件の「秘密基地」こと古井戸はさほど高くない所にあり、周りに土の小山や小枝が散在していた。姉弟が組み立てた物の残骸である。

「アニマシャトル、とばそう!」

 輝彦は手提げからアニマシャトルを取り出して地べたに置き、小さな円を囲った枝で描いて囲った。

「飛ばすんじゃないの?」

「シャトルとばすとうをね、たてるの。」

どうやら彼は発射する為の塔を建てたいようだ。

「じゃあ発射する台みたいなのも作らないとね。」

 文はアニマシャトルを一旦どかして、円の中に土を寄せ集めた。てっぺんを平らにならしてシャトルを載せると、二人は枝を集めて発射塔を組み立てた。シャトルが飛ぶ仕組みはよく分からないが、それっぽい物を作ればよいのだ。

 そうしてやっと発射台に乗ったシャトルと同じ高さの発射塔ができたが、輝彦はシャトルを掴んで神妙な顔になった。

「どうしたの?」

「さん、にぃ、いちは?」

 アニマレンジャーはマシンを発射する際、毎度オペレーターによる指示に従わねばならないのである。

「オーケイ、では発射準備よろしいですか?」

「アニマシャトル、じゅんびよし!」

「了解!アニマシャトル、発射準備、3、2、1!」

「ゴーーーーー!」

 カウントダウン終了と同時に、輝彦は発射台からシャトルを持ち上げ駆け出した。

「ちょっ、どこ行くの!」

 思いのほか速く走る弟を、文は追いかけた。

「びゅーーーーーんっ!」

「待ちなさいって!」

あれよあれよという間に、輝彦は竹藪へ入って行ってしまった。文は頭の中で、彼が竹の子につまづく場面、竹に顔面をぶつけてしまう場面、その拍子にアニマシャトルを落っことして泣き出す場面を浮かべてしまった。

「てーるー!どこ?どこなのよ!」

見回している内に、彼女は竹藪の開けた場所に出て、黒い物体を見つけた。それは顔と腕を見つけなければ、人だと分からなかった。なにせその人物は、あまりにも現実離れした格好をしていた女だったのだ。

 青みがかった黒髪は非常に豊かで夜の森を彷彿とさせ、その上にあらゆる動物の角を集めたような形の銀の冠が君臨している。浅黒い肌に真っ赤な口紅、胸元が開いた深緑色のドレスは艶めかしく田舎に似つかわしくない。銀の帯を巻き付け腰かけた膝の上には、アニマシャトルを握ったままの輝彦が横たわっていた。

 なんと声をかけたらよいのか文が迷っているうちに、腰かけている女の方から口を開いた。

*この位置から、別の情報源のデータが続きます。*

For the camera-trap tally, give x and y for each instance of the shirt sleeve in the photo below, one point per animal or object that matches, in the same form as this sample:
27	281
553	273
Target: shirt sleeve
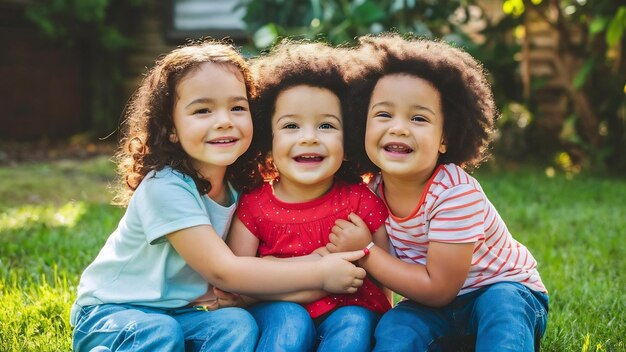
167	203
457	215
245	212
371	208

「あらお嬢ちゃん、坊やのおねんねを邪魔してはダメよ。」

その声は甘ったるく、馴れ馴れしさをまとっていた。

「この子いい子ね。連れて帰ってアタクシの子にしちゃおうかしら。」

 彼女が輝彦の頭をわしゃわしゃ撫で回すのを見て、文は恐怖と怒りとがこみ上げてきた。

「ちょっと、あんた何すんのよ!」

つかつかと文が歩み寄っても、女は涼しい表情を崩さなかった。

「あら、魔女たちの長たるアタクシにそんな口をきいていいと思って?」

“魔女たちの長”などと突然おかしな言葉が飛び出たが、確かにこの女はどことなく悪役の魔女っぽい気がする。それも永遠の命と美のために幼子の生き血を吸い続けている魔女。

「で、その“魔女たちの長”がウチの弟に何のようなのよ?コスプレパーティならヨソ行って!」

「この坊やじゃなくて、あなたに用があって眠ってもらっているの。あなたと、あなたの王子様のことでお話に来たのよ。」

 女が発した“王子”という単語に、文は言葉を詰まらせた。

「あらぁ、聞こえなかったのかしら?あなたの王子様が今大ピンチで、二度と会えなくなるかもしれないのよ?」

「大…ピンチ?」

 王子様と聞いて文が連想したのは、七歳の忘れられない誕生日だった。今や化粧台に仕舞ったままの“ルビーの首飾り”、それこそ文が“王子様”から貰った物だった。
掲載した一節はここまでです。